Tunisian radio network Mosaique FM interviewed a man who identified himself as Amri's father. The man said Anis is one of four children, and that he and Amri's mother are divorced.
Amri left Tunisia for Italy about seven years ago, after he dropped out of school, the man said. The man said he hasn't heard from Amri but that Amri maintained contact with his siblings through phone calls that sometimes came months apart.
Original truck driver slain
A Polish man found shot dead inside the truck
has been identified as its original driver, according to German media. He was not driving during the incident, police said. The gun used to kill him has not been recovered.
The slain driver may have been involved in a struggle with the suspect inside the truck's cabin before he was shot, CNN terrorism analyst Paul Cruickshank said. This could be when the suspect's identity papers were dropped, he suggested.
The truck, which was owned by a Polish company, was hauling 25 tons of steel before it was steered into the crowd, according to its owner, Ariel Zurawski. He identified the slain driver as his cousin.
Police have appealed to the public for any digital videos and photos they have of the attack or possible suspects.
'Like a little war zone'
German authorities have not publicly named any of the victims, and police have asked people not to post videos or photos of them as a sign of respect.
But Israel's Foreign Ministry said Thursday that a 60-year-old Israeli woman -- Dalia Elaykim -- had died in the attack. Her husband was seriously injured. The embassy is working with the family to bring her body back to Israel for burial, the Ministry said.
Italy's Foreign Ministry said Wednesday that Italian national Fabrizia Di Lorenzo was missing following the attack and that her family was now in Berlin.
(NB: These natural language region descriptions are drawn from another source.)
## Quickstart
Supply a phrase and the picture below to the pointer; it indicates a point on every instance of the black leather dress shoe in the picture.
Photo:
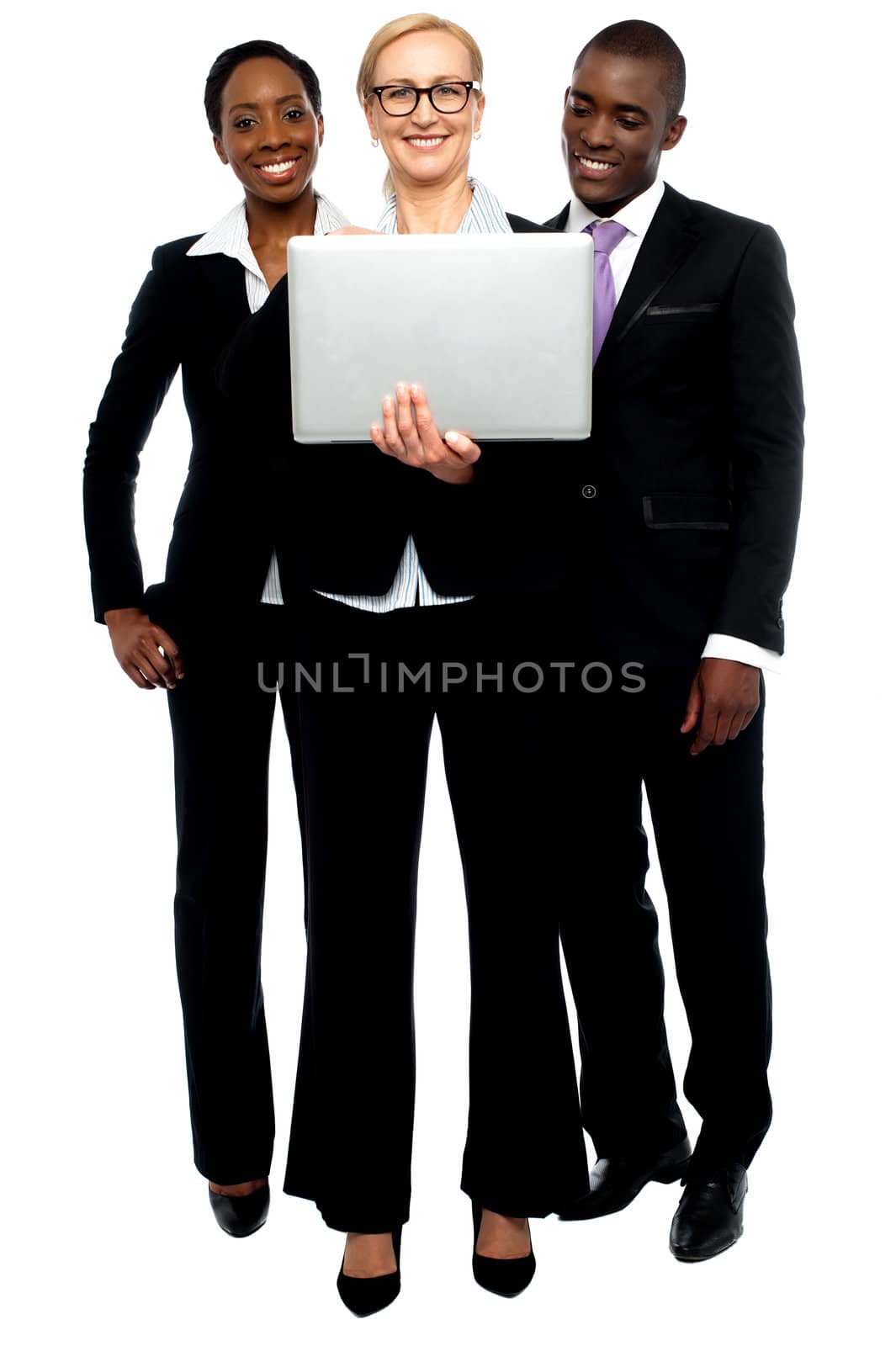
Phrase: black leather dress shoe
(505, 1276)
(617, 1182)
(365, 1296)
(241, 1216)
(709, 1216)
The ministry said it was waiting for German investigators to complete their work before issuing a statement.
Italy's ANSA news agency reported the missing woman, 31, worked in Berlin and that her cell phone was found at the attack scene.
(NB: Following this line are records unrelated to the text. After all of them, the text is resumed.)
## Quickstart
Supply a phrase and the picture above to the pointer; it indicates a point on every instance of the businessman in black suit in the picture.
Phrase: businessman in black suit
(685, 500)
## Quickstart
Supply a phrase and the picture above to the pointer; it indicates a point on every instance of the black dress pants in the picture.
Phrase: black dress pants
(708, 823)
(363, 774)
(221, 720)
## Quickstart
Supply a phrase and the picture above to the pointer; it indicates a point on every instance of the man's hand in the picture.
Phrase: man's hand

Michael Schuetz, the doctor who oversaw the emergency response at Berlin's Charité hospital, told CNN that survivors described a scene "like a little war zone."
Physical injuries ranged from major trauma for those hit by the truck to lesser injuries suffered when poles from the market huts fell on people, he said.
Berliners who came to leave flowers and candles at makeshift shrines near the Christmas market told CNN Wednesday they would not allow the attack to change the way they led their lives.
One handwritten note left with a bunch of roses read, "You will not have our hate," echoing the words of writer Antoine Leiris after he lost his wife in the Paris attacks
Wednesday night, the issue of migrants drew dueling protests outside the Berlin Zoo rail station. On one side a few dozen people joined a demonstration by the far-right, ultranationalist National Democratic Party, waving German flags and railing against the acceptance of migrants and refugees.
They were countered by a group of several hundred people, many of whom shouted: "Say it loud, say it clear, refugees are welcome here!"
Some in the counterdemonstration carried white signs with red hearts printed on them. Signs carried messages such as "Solidarity instead of hate," and "Together against Nazis."
As the NPD side delivered speeches on a loudspeaker, the counterdemonstrators drowned them out with music, chants and whistles.
Among the pro-refugee crowd was 70-year-old Irmela Schramm
, who for years has sought out neo-Nazi graffiti across Germany and painted over it with heart shapes.
"When I saw what happened on Monday, I knew I would have a lot more to do," she said Wednesday.
German Chancellor Angela Merkel has come under political pressure over her government's generous acceptance of refugees. Germany has taken in more than 890,000 asylum-seekers in the past year, a much higher number than other European nations.
The issue contributed to defeats for Merkel's Christian Democratic Union in Berlin and her home state of Mecklenburg-Vorpommern during regional elections this year.